The tunes Hancock wrote during this period and directly after - "Maiden Voyage" and "Dolphin Dance" for example - were deceptively simple. Un- cluttered melodic lines with a minimum of chord changes, repetition, plenty of space, rhythmic patterns becoming part of the melody itself; these tunes embodied the musical elements of "less is more." They have by now entered the "standard" repertoire.

Herbie Hancock

Today, when students learn Hancock's standards, they learn his chordal voicings with them, and though he devised them 30 years ago, they still reflect what is considered the hip, modern sound.

He went out on his own in 1968 and his album "Mwandishi" was named one of the 10 best records of 1971 by Time magazine. He attracted attention for his score to the Michaelangelo Antonioni film "Blow-Up." In 1973 his "Headhunters" became the biggest selling jazz record to date and put him - or rather half of him - firmly along the soul-funk-fusion road.

Perhaps not coincidentally, at the same time as he was becoming a hot commercial property, he converted to Buddhism, and after that when he traveled he was accompanied by bells, candles and bowls - spiritual technology - as well as a hand-held computer and publications like "Computing Today."

But he bounced continually back to his mainstream; with VSOP, an all-star group with Freddie Hubbard and Wayne Shorter, in the late '70s, then with Chick Corea in an acoustic piano duo, and later he put together a quartet with old sidekicks Carter and Williams, plus the 20-year-old trumpet whiz Wynton Marsalis.

Hancock produced Marsalis' first record for CBS, which sold 120,000 copies. Marsalis was promoted as a saving grace for jazz, and the next King of the Trumpet. He was indeed an awesome player, but his record sounded like Herbie Hancock circa 1972, which either showed that Herbie was ten years ahead of his time or how little jazz had moved after him.

"What's music supposed to be about anyway?" Hancock asks without waiting for an answer. "Is it a means for a musician to masturbate, or is it for people to listen to? I know a lot of people don't approve of the fact that I make commercial music, but I think that my records selling gave more clout to jazz. I'm not patting myself on the back, but the fact is they did sell a lot and jazz does sell more now than it did before that and it's just possible that me and people like Weather Report and Chick Corea had something to do with it."

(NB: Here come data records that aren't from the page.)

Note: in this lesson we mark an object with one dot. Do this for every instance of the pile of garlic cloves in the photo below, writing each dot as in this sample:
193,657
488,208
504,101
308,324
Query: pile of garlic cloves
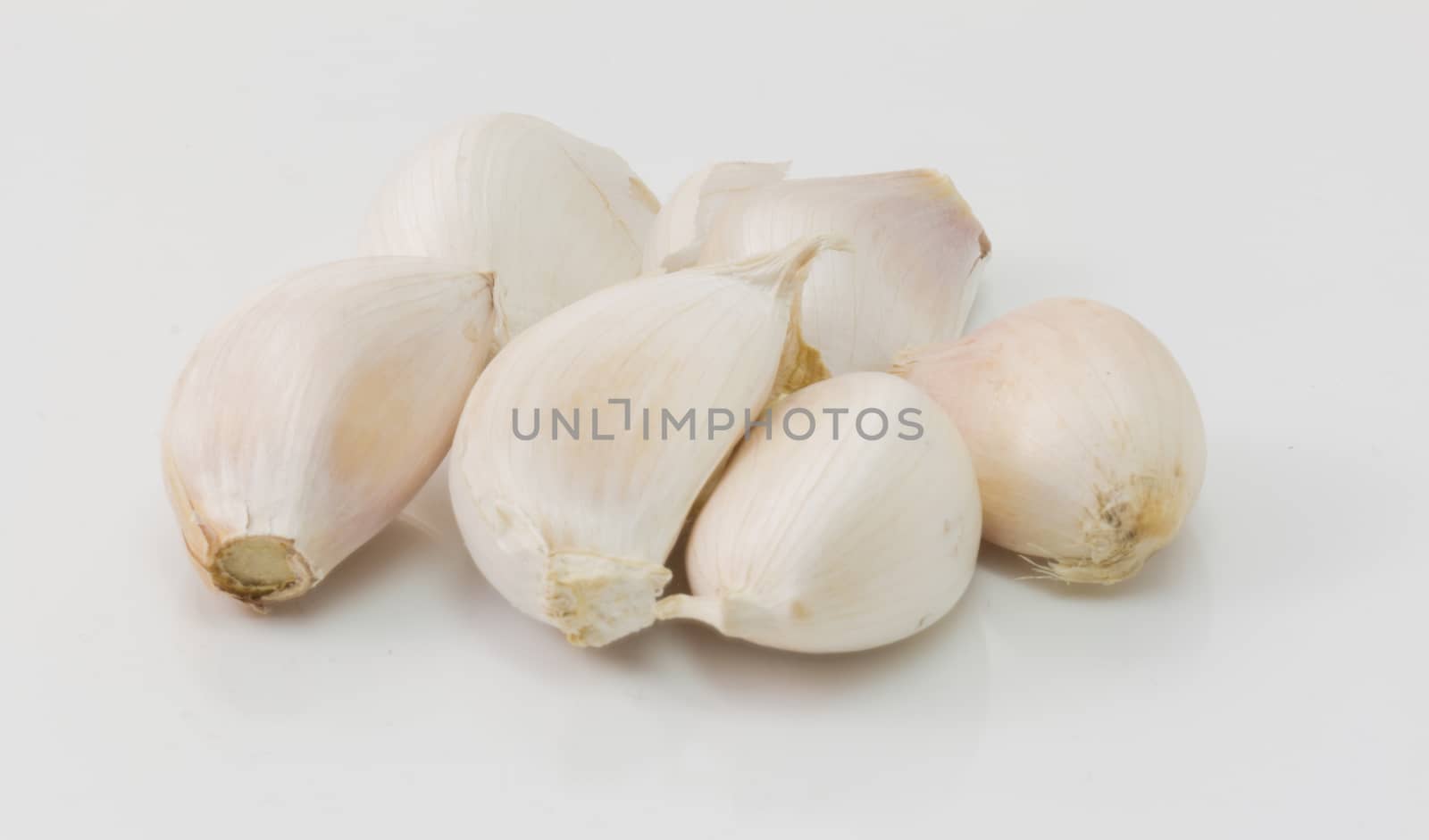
771,368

The striking thing about Hancock is how much he appears to enjoy making commercial music. Necessity does not even seem to enter into it.

Not to put words in his mouth, understand, but it's as if he's saying...wow! All these electronic toys to play with and I even get them free, they let me fool around in the studio as much as I like and they actually pay me to sing. Man, if this is selling-out, it sure is fun!